I really have to get back on track here, the post are starting to pile up. So this meal is from Sunday. When I started pondering lunch, I realized that we didn't have that much at home. Then I found some chickpeas, leftover tomato sauce from the pizza, pasta and broccoli. So this was what I ended up fixing for me and my family; falafel! It was good! The sesame seeds fell of a bit, but it was still worth to have them on.
For three people:
For the falafel:
1 packade (400 grams) of chickpeas
1 clove of garlic
1/2 onion
1/2 tsp. lemon juice
1/2 tsp. powdered paprica
1 tbsp. mango chutney
1 tsp. oregano
3 tbsp. roasted salted sunflower seeds
2,5 tbsp. potato starch
Barely 1/2 tsp. salt
Pepper
1 dl sesame seeds
Quite a lot of oil (not olive oil, take a cheap one)
A bouquet of broccoli
1 tsp. chinese soy sauce (light soy)
Salt and pepper
200 g whole grain pasta
Tomato sauce
Chop the garlic and onion roughly.

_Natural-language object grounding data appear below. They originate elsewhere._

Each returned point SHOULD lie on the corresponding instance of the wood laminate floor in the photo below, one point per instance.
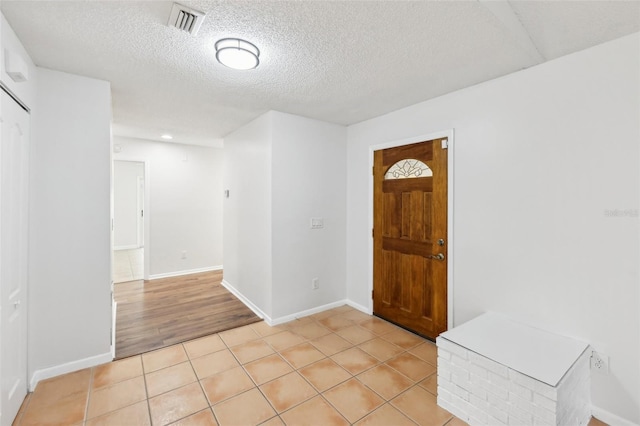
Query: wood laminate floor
(159, 313)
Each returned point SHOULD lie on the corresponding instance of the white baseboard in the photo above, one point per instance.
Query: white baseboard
(129, 247)
(308, 312)
(610, 418)
(246, 301)
(69, 367)
(359, 307)
(185, 272)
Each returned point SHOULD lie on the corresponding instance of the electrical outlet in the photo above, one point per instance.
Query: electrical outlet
(599, 363)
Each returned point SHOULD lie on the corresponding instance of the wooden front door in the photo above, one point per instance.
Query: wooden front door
(410, 236)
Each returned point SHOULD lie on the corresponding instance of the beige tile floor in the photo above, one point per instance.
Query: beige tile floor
(337, 367)
(128, 265)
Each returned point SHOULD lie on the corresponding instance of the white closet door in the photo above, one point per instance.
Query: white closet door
(14, 156)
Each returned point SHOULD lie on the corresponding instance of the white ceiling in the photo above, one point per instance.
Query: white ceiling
(337, 61)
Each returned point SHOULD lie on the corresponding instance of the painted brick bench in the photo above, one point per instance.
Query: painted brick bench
(496, 371)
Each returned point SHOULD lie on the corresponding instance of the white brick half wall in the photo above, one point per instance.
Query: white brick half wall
(483, 390)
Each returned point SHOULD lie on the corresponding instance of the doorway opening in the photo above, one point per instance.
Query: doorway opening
(128, 221)
(411, 209)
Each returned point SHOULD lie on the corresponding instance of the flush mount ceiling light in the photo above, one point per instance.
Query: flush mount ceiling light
(237, 54)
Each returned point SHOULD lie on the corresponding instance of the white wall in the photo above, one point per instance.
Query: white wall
(126, 217)
(540, 157)
(185, 204)
(282, 170)
(247, 212)
(26, 91)
(70, 271)
(309, 180)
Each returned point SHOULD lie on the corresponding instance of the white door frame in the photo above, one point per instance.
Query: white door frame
(449, 134)
(140, 206)
(147, 208)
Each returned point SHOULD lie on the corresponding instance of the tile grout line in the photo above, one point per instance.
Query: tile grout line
(146, 389)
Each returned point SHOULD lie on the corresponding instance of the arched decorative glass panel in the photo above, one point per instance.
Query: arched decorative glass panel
(409, 168)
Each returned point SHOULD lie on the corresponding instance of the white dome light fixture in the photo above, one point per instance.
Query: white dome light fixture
(237, 54)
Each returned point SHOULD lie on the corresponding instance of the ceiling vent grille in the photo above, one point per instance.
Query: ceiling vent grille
(185, 19)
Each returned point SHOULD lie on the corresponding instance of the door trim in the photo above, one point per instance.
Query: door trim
(147, 208)
(449, 134)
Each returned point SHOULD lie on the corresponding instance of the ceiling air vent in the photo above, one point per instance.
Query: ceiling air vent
(185, 19)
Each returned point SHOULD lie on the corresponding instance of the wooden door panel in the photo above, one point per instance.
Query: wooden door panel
(409, 219)
(400, 185)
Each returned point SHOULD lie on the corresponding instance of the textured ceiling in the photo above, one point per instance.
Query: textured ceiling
(337, 61)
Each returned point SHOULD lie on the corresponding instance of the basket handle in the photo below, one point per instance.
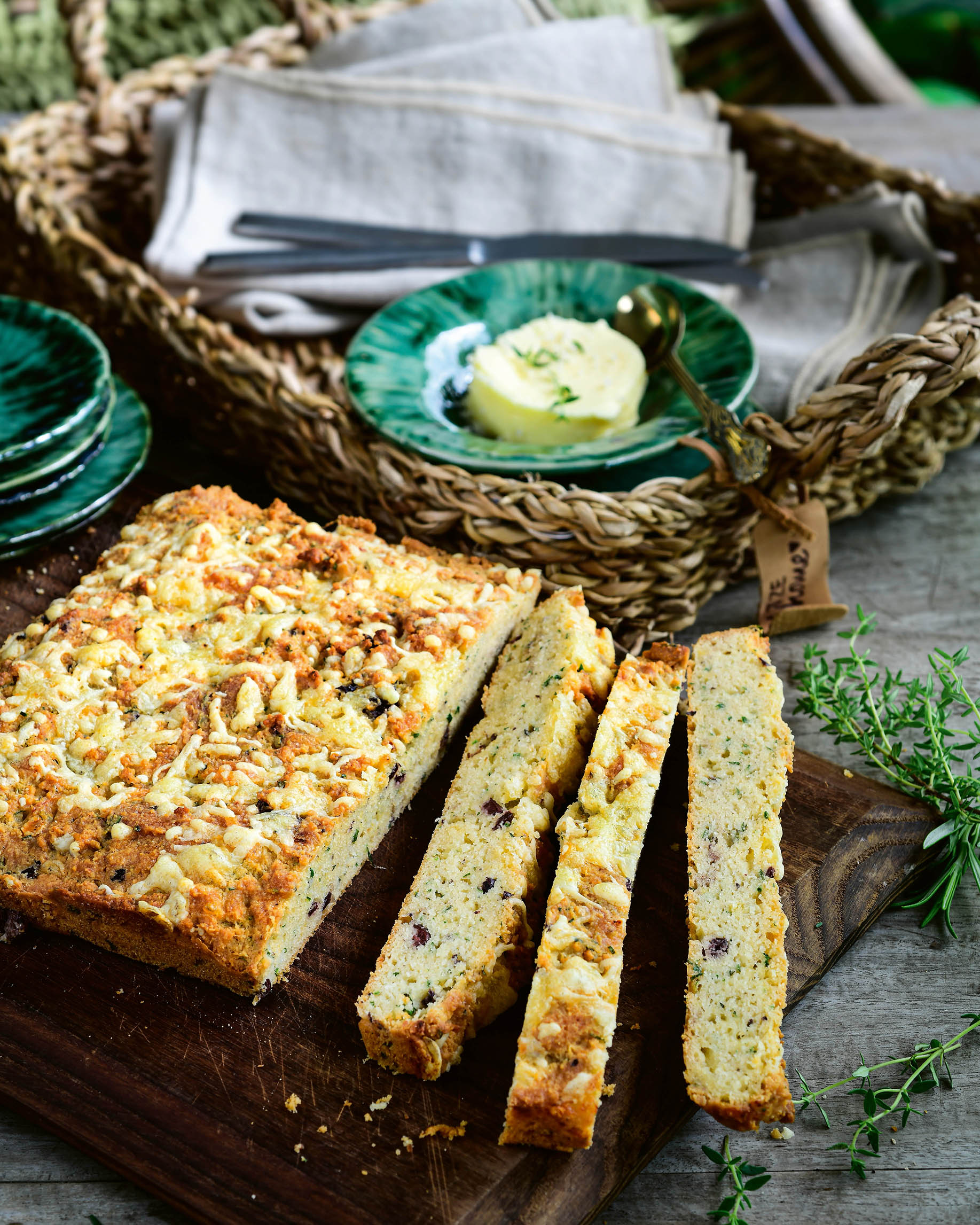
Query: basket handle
(88, 43)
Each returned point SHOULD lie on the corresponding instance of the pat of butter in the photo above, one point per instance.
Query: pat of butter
(556, 381)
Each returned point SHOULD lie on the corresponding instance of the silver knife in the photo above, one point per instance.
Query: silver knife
(724, 262)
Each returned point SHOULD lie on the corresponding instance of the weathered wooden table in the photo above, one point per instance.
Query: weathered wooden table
(916, 564)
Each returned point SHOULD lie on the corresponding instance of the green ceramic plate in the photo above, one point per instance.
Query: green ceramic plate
(81, 500)
(407, 368)
(53, 375)
(41, 469)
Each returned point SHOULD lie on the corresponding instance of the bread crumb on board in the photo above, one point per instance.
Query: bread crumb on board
(445, 1130)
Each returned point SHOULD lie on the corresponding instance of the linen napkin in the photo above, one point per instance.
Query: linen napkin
(838, 278)
(509, 132)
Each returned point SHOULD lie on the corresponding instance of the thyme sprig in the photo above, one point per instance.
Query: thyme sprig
(925, 1067)
(924, 735)
(744, 1176)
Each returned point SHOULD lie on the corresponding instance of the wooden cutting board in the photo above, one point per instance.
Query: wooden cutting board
(182, 1087)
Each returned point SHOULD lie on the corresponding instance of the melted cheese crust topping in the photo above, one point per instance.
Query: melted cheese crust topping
(182, 733)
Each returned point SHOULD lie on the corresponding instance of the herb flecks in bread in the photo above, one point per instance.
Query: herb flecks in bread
(571, 1012)
(739, 754)
(464, 943)
(202, 743)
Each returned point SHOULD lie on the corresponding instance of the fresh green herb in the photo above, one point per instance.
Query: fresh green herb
(912, 732)
(924, 1068)
(536, 358)
(564, 396)
(744, 1177)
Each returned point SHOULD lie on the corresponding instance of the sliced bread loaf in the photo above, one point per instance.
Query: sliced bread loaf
(205, 740)
(739, 754)
(571, 1012)
(464, 942)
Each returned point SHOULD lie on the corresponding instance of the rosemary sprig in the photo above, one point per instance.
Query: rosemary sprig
(744, 1177)
(922, 734)
(925, 1066)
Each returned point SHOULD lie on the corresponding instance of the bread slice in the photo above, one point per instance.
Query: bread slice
(203, 742)
(464, 943)
(571, 1012)
(739, 754)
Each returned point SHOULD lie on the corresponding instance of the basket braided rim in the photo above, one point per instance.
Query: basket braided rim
(646, 558)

Place all of the ingredients for the falafel in a bowl and mix with a hand held mixer until quite smooth. It should be quite thick. Form balls of the mixture and roll in the sesame seeds. Start boiling the water for the pasta. Heat the tomato sauce. Cook the pasta. Heat two frying pans; one small for the broccoli with a little oil and one larger with a lot of oil (about 1 cm or more) for the falafel. When the small pan is warm, add the broccoli to the small one and fry quickly with salt and pepper. Add the soy sauce. When the large pan is hot, carefully place the falafel in the oil. It may splatter a bit and the oil is hot, so be careful. Make sure the falafel doesn't burn. The sesame seeds may fall and turn them gently so the falafels don't fall apart. Serve the pasta, falafel, broccoli and sauce. Enjoy!